Otóż ja nigdy nie chciałam być takim człowiekiem. Bardzo mnie martwi, że obecnie pojęcie „życia duchowego” kojarzy się nam bardziej z buddyzmem i z różnymi sektami, niż z chrześcijaństwem.
Ciekawa jestem, ile osób wie, że istnieje np. coś takiego, jak medytacja chrześcijańska? Ilu ludzi dziś się MODLI (tzn. umie szczerze rozmawiać z Bogiem) zamiast tylko „klepać paciorki”?
Wiadomo, że ludzie lubią świętować („bo wtedy nie pracują, jedzą do syta i zakładają piękne szaty”, jak trzeźwo zauważył historyk z IV w. n.e., Ammian Marcellinus) – i kiedy np. Rewolucja Francuska „zniosła” święta chrześcijańskie, wprowadziła zamiast nich nowe, „świeckie” w tych samych terminach (był np. Dzień Świni…).
Tymczasem chrześcijaństwo, jak sądzę, wciąż ma w sobie wielką głębię i siłę. Trzeba ją tylko odkryć.
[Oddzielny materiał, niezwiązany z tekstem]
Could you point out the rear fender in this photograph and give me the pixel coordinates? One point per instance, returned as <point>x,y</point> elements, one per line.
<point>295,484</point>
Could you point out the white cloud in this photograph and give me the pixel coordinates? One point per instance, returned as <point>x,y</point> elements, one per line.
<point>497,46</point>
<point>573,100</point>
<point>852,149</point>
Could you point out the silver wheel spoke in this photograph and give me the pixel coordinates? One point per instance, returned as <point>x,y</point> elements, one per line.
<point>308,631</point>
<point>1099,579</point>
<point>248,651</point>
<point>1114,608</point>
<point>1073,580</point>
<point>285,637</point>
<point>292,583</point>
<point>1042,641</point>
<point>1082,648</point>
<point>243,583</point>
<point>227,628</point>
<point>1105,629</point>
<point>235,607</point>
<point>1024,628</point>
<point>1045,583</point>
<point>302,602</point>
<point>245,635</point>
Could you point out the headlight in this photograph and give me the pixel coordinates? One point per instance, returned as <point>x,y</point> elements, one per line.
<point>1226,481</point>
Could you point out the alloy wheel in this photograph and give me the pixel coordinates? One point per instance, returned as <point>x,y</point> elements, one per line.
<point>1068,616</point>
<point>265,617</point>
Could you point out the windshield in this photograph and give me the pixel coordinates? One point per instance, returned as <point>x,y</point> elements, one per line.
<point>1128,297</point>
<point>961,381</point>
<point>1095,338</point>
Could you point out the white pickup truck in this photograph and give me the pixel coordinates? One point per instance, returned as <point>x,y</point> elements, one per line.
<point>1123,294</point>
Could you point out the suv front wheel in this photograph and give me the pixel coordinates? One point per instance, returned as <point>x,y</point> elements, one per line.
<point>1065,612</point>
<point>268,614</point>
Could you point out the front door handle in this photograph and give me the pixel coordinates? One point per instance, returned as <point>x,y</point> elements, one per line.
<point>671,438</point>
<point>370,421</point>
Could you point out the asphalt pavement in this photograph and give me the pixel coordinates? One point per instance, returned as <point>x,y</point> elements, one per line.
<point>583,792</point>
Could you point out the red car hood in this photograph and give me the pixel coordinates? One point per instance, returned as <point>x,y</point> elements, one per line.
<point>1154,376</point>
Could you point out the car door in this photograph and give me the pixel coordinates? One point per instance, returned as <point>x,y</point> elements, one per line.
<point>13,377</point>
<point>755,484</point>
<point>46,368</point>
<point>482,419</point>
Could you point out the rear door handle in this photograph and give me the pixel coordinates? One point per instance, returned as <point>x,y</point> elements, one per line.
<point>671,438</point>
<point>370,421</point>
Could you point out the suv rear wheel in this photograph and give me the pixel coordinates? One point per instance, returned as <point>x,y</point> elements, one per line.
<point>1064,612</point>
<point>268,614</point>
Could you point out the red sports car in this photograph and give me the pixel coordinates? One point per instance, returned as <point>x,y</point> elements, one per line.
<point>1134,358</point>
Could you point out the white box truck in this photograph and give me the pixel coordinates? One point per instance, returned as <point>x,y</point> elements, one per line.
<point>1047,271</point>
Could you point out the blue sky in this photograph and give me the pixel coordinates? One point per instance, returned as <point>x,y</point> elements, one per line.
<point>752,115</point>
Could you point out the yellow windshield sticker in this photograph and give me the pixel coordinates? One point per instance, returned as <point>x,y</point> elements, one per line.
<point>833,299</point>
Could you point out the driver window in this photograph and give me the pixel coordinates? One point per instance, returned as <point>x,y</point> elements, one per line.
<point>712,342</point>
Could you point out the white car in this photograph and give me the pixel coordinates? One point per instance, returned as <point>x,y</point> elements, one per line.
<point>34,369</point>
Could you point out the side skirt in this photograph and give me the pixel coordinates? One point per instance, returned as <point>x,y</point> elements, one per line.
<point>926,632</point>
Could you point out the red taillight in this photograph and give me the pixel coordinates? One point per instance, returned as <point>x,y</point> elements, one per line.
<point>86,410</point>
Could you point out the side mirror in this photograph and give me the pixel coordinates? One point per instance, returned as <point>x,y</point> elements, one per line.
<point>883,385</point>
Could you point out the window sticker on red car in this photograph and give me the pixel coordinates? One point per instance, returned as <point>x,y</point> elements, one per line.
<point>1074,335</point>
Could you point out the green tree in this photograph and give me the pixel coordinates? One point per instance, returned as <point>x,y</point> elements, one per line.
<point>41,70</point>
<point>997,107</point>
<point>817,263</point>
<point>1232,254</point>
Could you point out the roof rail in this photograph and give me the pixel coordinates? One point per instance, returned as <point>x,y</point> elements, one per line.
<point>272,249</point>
Boże Narodzenie to przypomnienie tego, że z miłości do ludzi Bóg stał się człowiekiem, a Wielkanoc – że z tej miłości umarł na krzyżu i zmartwychwstał.
Są (a przynajmniej powinny być!) to święta tego, co pierwsi chrześcijanie określali greckim słowem METANOIA – nowego życia, nawrócenia, przemiany…
Bo co nam przyjdzie nawet z tysięcy życzeń „Wesołych Świąt” jeśli po tych świętach nie staniemy się lepszymi ludźmi?